U of M President Eric Kaler earns $610K – less than what 2 U coaches make
University of Minnesota President Eric Kaler's 2014 salary of $610,000 puts him in 30th place on a list of the 227 college presidents who lead the nation's public institutions.
According to a nationwide survey released Sunday by the Chronicle of Higher Education, the national average for public college presidents stands at $428,000. The study compared the salaries and benefits packages of university leaders, based on reports filed with the Department of Education and Internal Revenue Service.
Kaler's salary is set by the university's Board of Regents, which gave him a $15,250 raise and a five-year contract extension last year.
Kaler told the Star Tribune his salary lands him “right in the middle of the Big Ten.” The highest paid president on the survey was the Big Ten's Rodney Erickson, who earned nearly $1.5 million in total compensation for fiscal year 2013-2014 at Penn State.
“It’s a $3.5 billion business, and I’m the CEO of it," Kaler told the newspaper. "I’m paid in line with people who have similar jobs.”
The report also shows the university president was not the highest-paid staff person on campus at more than half the institutions tracked.
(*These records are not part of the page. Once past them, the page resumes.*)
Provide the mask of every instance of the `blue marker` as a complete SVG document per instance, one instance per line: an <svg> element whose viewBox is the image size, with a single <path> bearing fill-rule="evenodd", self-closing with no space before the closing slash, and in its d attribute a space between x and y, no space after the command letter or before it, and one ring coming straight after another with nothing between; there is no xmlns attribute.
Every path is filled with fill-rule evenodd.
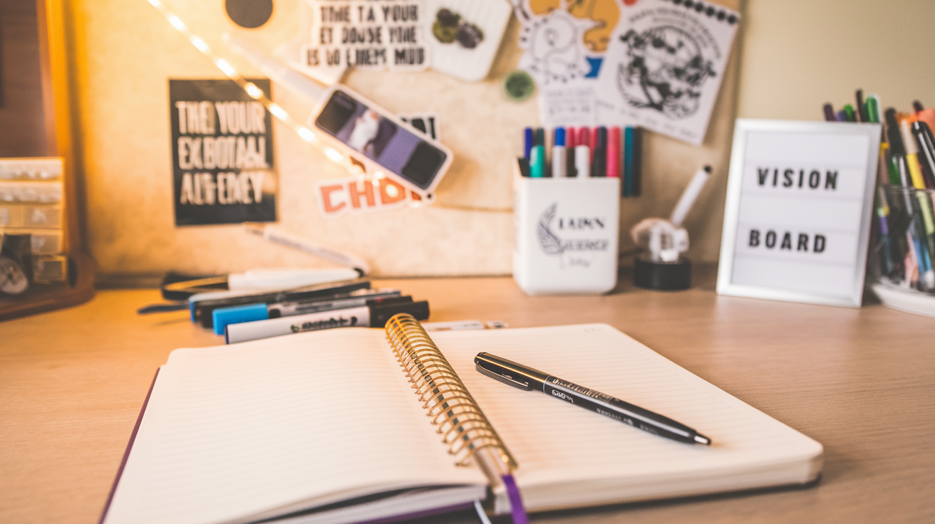
<svg viewBox="0 0 935 524"><path fill-rule="evenodd" d="M552 148L552 176L555 178L568 177L568 158L565 151L565 129L555 128L555 145Z"/></svg>

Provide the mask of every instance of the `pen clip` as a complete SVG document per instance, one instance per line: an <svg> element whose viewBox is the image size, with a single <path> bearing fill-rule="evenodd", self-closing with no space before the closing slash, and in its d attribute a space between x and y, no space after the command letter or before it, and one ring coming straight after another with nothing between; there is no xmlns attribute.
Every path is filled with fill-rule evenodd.
<svg viewBox="0 0 935 524"><path fill-rule="evenodd" d="M533 389L532 381L528 380L528 377L524 376L522 374L517 374L509 367L500 365L496 361L491 361L491 358L496 359L493 355L488 353L478 353L474 357L474 364L477 366L477 371L481 375L487 375L494 380L498 382L503 382L508 386L512 386L513 388L518 388L525 391L531 391ZM514 376L519 376L521 378L526 378L526 380L516 380Z"/></svg>
<svg viewBox="0 0 935 524"><path fill-rule="evenodd" d="M500 375L499 373L496 373L496 371L491 371L483 367L483 365L482 365L481 362L476 362L476 363L477 363L477 370L481 372L481 375L486 375L487 376L493 378L494 380L496 380L498 382L503 382L508 386L518 388L520 389L523 389L524 391L532 390L532 386L530 386L528 382L520 382L518 380L513 380L509 376L505 376L503 375Z"/></svg>

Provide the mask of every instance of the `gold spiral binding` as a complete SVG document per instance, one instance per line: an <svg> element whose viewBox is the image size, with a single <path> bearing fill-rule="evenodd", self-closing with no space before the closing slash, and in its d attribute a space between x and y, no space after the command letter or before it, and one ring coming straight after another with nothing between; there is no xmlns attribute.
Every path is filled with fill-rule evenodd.
<svg viewBox="0 0 935 524"><path fill-rule="evenodd" d="M466 466L473 458L492 486L501 474L516 469L516 460L422 324L400 313L386 321L385 330L396 360L455 463Z"/></svg>

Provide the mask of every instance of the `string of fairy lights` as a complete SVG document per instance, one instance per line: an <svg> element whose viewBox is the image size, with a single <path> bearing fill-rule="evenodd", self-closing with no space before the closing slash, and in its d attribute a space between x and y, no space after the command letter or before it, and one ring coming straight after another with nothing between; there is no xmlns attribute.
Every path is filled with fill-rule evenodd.
<svg viewBox="0 0 935 524"><path fill-rule="evenodd" d="M185 38L189 42L191 42L193 46L195 47L195 49L197 49L199 51L202 52L202 54L208 57L208 59L210 60L214 64L214 65L218 67L218 69L221 69L221 71L223 72L223 74L226 75L227 78L229 78L231 80L237 83L237 85L240 86L240 88L243 89L243 91L246 92L251 98L263 104L263 106L266 108L266 110L269 111L269 114L276 117L277 120L282 122L289 129L293 130L296 135L299 135L299 137L301 137L306 142L317 146L318 148L321 148L322 151L324 153L324 156L328 157L328 159L341 165L342 167L345 168L348 167L349 165L348 160L340 151L320 140L317 136L315 136L314 132L312 132L307 126L299 123L295 119L294 119L289 114L288 111L283 109L281 106L270 100L269 97L266 96L265 92L263 92L263 90L261 90L256 86L256 84L241 77L240 74L237 73L237 69L233 65L231 65L229 62L227 62L223 58L221 58L213 50L211 50L210 46L209 46L208 43L205 42L203 38L193 33L185 24L185 22L182 21L181 19L177 17L172 11L170 11L168 7L166 7L162 2L160 2L159 0L147 0L147 2L149 2L153 7L155 7L156 10L158 10L160 14L162 14L165 18L165 20L168 21L170 24L172 24L172 27L175 27L180 33L181 33L182 35L185 36ZM361 176L365 178L369 178L374 186L379 185L381 178L384 177L382 173L374 173L372 177L367 177L363 174ZM420 205L421 204L422 204L421 201L413 200L412 202L410 203L410 205L415 207ZM485 211L494 213L512 212L511 207L503 207L503 208L480 207L474 205L441 205L441 204L436 204L434 206L445 207L456 210L464 210L464 211Z"/></svg>

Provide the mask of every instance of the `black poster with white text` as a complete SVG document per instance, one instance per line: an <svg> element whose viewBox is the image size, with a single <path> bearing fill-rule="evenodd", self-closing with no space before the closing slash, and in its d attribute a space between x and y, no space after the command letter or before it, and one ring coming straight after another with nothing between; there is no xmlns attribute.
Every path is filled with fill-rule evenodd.
<svg viewBox="0 0 935 524"><path fill-rule="evenodd" d="M270 96L268 79L248 80ZM276 220L272 119L223 80L169 80L177 226Z"/></svg>

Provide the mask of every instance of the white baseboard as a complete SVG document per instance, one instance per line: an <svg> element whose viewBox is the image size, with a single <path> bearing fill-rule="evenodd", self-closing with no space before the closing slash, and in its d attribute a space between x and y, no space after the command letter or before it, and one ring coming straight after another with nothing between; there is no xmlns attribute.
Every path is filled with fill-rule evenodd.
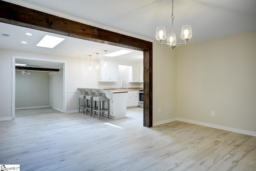
<svg viewBox="0 0 256 171"><path fill-rule="evenodd" d="M63 110L62 110L62 109L58 109L58 108L56 108L56 107L52 107L52 108L53 108L53 109L56 109L56 110L58 110L59 111L61 111L61 112L63 112L63 113L64 113L64 112L63 112Z"/></svg>
<svg viewBox="0 0 256 171"><path fill-rule="evenodd" d="M6 120L10 120L11 119L12 117L0 117L0 121L5 121Z"/></svg>
<svg viewBox="0 0 256 171"><path fill-rule="evenodd" d="M42 108L42 107L50 107L50 106L31 106L28 107L16 107L15 110L18 110L20 109L35 109L37 108Z"/></svg>
<svg viewBox="0 0 256 171"><path fill-rule="evenodd" d="M256 136L256 132L252 131L246 131L243 129L240 129L236 128L232 128L230 127L225 127L224 126L219 125L218 125L212 124L211 123L206 123L205 122L200 122L198 121L193 121L193 120L186 119L182 118L177 118L177 120L188 122L191 123L194 123L196 125L199 125L202 126L205 126L208 127L211 127L214 128L217 128L220 129L225 130L226 131L231 131L232 132L236 132L237 133L242 133L243 134L248 135Z"/></svg>
<svg viewBox="0 0 256 171"><path fill-rule="evenodd" d="M240 129L237 128L227 127L224 126L219 125L218 125L212 124L211 123L208 123L205 122L200 122L198 121L194 121L193 120L186 119L182 119L182 118L180 118L178 117L176 117L173 119L170 119L165 120L164 121L160 121L160 122L153 123L153 126L168 123L168 122L173 122L175 121L182 121L183 122L187 122L188 123L193 123L194 124L199 125L202 125L202 126L205 126L206 127L210 127L214 128L216 128L220 129L225 130L226 131L230 131L231 132L236 132L237 133L242 133L243 134L246 134L249 135L254 136L256 137L256 132L253 132L250 131L246 131L246 130Z"/></svg>
<svg viewBox="0 0 256 171"><path fill-rule="evenodd" d="M82 111L82 111L80 110L80 111ZM77 110L68 110L68 112L67 113L75 113L75 112L78 112L78 109L77 109Z"/></svg>
<svg viewBox="0 0 256 171"><path fill-rule="evenodd" d="M164 123L168 123L169 122L173 122L174 121L177 121L177 118L174 118L172 119L170 119L165 120L164 121L160 121L159 122L154 122L153 123L153 126L156 126L159 125L163 124Z"/></svg>

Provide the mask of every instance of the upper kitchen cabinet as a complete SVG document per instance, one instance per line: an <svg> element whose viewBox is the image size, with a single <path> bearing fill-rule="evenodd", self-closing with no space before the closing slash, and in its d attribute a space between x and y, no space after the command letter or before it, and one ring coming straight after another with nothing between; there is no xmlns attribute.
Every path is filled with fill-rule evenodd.
<svg viewBox="0 0 256 171"><path fill-rule="evenodd" d="M99 72L99 82L118 82L118 66L114 61L108 61L106 67L104 66L105 60L101 60L100 67L100 72Z"/></svg>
At Minnesota, Kaler's salary is far less than Gophers head football coach Jerry Kill's, who earned $2.1 million last season. Men’s basketball coach Richard Pitino earns an average of $1.2 million.
In a Star Tribune editorial published May 31, Kaler wrote the university has an "action plan on ethics in research that has the potential to be a national model."
This follows a persistent controversy that has dogged the university over its medical research.
According to the Chronicle of Higher Education survey, Steven Rosenstone, chancellor of the Minnesota State Colleges & Universities system, had a base pay of $380,406 and received an additional $58,000 for housing, car and personal expenses. That earned him a rank of 122nd place on the list of presidents.